Kreispolizeibehörde stellt neue Räumlichkeiten vor

„Vor Ort präsent“

Bürgermeister Uli Hess (2.v.l.) überreichte das originale Polizeischild der alten Wache in Meschede. Foto: Claudia Metten

In neuen Räumen, von weitem gut sichtbar, das sind die beiden Dienststellen der Kreispolizeibehörde Hochsauerlandkreis in Meschede. Unmittelbar neben dem Rathaus, bürgernah, schnell erreichbar und gut sichtbar sind das Kriminalkommissariat Kriminalprävention/Opferschutz (KK KP/O) im Rebell 12 und der Bezirksdienst der Polizei auf dem Franz-Stahlmecke-Platz 3.

„Die Polizei muss vor Ort präsent sein, sie muss schnell erreichbar sein. Mit den neuen Räumen befindet sie sich mitten im Herzen von Meschede und zeigt Präsenz“, so Landrat Dr. Karl Schneider, Leiter der Kreispolizeibehörde Hochsauerlandkreis während der Vorstellung der neuen Räumlichkeiten.

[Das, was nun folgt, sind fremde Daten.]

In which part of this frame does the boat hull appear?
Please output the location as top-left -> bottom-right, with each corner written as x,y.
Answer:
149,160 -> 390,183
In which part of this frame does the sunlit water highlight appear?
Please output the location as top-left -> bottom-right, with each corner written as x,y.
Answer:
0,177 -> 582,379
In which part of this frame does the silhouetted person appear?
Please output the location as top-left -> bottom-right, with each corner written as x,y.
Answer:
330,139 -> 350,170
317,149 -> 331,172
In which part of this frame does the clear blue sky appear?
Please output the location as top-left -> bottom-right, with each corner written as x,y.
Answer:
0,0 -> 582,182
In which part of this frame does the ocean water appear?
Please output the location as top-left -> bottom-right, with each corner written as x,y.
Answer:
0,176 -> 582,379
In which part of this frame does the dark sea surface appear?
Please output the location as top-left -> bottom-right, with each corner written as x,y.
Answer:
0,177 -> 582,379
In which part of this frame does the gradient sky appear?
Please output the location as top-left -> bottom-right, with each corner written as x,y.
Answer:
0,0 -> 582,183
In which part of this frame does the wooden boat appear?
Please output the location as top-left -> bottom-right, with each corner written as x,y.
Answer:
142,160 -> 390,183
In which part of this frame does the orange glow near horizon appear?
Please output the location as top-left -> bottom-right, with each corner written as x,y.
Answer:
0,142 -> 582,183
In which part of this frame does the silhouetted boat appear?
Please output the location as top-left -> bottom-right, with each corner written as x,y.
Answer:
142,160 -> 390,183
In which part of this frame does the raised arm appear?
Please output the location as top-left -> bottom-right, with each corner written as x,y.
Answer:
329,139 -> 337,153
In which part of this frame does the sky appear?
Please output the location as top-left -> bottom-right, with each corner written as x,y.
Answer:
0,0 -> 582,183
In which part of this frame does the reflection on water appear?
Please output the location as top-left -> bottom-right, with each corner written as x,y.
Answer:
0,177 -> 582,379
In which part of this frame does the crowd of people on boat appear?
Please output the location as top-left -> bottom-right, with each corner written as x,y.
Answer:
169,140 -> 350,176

Im Kriminalkommissariat Kriminalprävention/Opferschutz stehen erfahrene Beamte, Stefan Didam, Herbert Segref und Thomas Wüllner, den Bürgern in allen Fragen des Schutzes vor Verbrechen zur Verfügung. Kostenlose umfassende kriminalpräventive Informationen und Verhaltensempfehlungen in den Bereichen Computer- und Internetkriminalität, Diebstahl, Betrug, Raub, Drogen- und Gewaltprävention, Einbruchschutz gehören genauso zum Aufgabenbereich der Kriminalhauptkommissare wie Opferschutz und Sicherheit.

Die neue Anlaufstelle auf dem Franz-Stahlmecke-Platz wurde für alle polizeilichen Belange eingerichtet. Polizeihauptkommissar Werner Hengesbach, zuständig für den nördlichen Teil der Stadt Meschede, und Polizeihauptkommissar Werner Hillebrand, sein Zuständigkeitsbereich ist der südliche Teil der Stadt, stehen den Bürgern, Institutionen, Organisationen und gesellschaftlichen Gruppen als Ansprechpartner vor Ort zur Verfügung. Im Mittelpunkt der Bezirksbeamten steht die Pflege eines engen, vertrauensvollen Kontaktes zur Bevölkerung und eine hohes Maß an Präsenz. Zum Aufgabenspektrum gehören unter anderen die Überwachung von Kriminalitäts- und Verkehrsunfallbrennpunkten, Steigerung der Verkehrssicherheit an Schulen und Kindergärten, Anzeigenaufnahmen, Personen- und Fahrzeugkontrollen und die Durchführung von Bürgersprechstunden.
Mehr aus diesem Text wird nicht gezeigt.